De très nombreuses sources, de très nombreux articles annoncent comme acquise la nomination de Chuck Hagel comme secrétaire à la défense, en remplacement de Leon Panetta. Le président Obama annoncerait la chose au début de la semaine prochaine. (Dans une interview, dimanche dernier, sur la chaîne NBC, Obama avait répondu à une question sur Hagel par des propos flatteurs, qui laissaient penser que l’ancien sénateur du Nebraska était toujours considéré pour ce poste, malgré la campagne furieuse lancée contre lui : «I've served with Chuck Hagel. I know him. He is a patriot… […] He is somebody who has done extraordinary work both in the United States Senate, somebody who served this country with valor in Vietnam. And is somebody who's currently serving on my intelligence advisory board and doing an outstanding job.»)

Le site The Daily Beast, parmi de très nombreuses autres sources, a un article annonçant la nomination de Hagel, ce 4 janvier 2013 : «After averting the fiscal cliff by reaching a deal with Republican leaders on New Year’s Eve, President Obama appears set to wade into a new fight with Congress next week by nominating former Nebraska GOP senator Chuck Hagel to be the next secretary of defense. Key Democrats working closely on the nomination process tell The Daily Beast that the president is expected to announce the Hagel selection Monday or Tuesday. These sources also say Obama did not decide on Hagel until this week, after weighing Ash Carter, the current deputy secretary of defense, and Michèle Flournoy, a former No. 3 at the Pentagon, for the job. […]

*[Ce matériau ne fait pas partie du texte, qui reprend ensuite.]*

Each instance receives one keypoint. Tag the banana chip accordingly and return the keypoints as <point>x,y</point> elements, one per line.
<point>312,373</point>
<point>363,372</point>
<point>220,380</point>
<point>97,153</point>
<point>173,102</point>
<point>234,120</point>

»Steve Clemons, a senior fellow at the New America Foundation and friend of Hagel’s, said, “I think the fundamental issue is the White House has a number of compelling candidates that it could have chosen, that it has elected to bring someone who is the first combat veteran in over 30 years to head the Pentagon.” […] Clemons said he expects Hagel will meet with members of the pro-Israel and gay-equality communities to address concerns these groups have had about him. Overall, Clemons said he is pleased Obama is going with Hagel. “This shows a maturity and resolve of the president to pick someone based on core rationale as opposed to blowing with the winds,” he said. “The fact that Obama is willing to take on some of the communities that have expressed concern shows the president is maturing and becoming more self-confident in his national-security and foreign-policy vision.”»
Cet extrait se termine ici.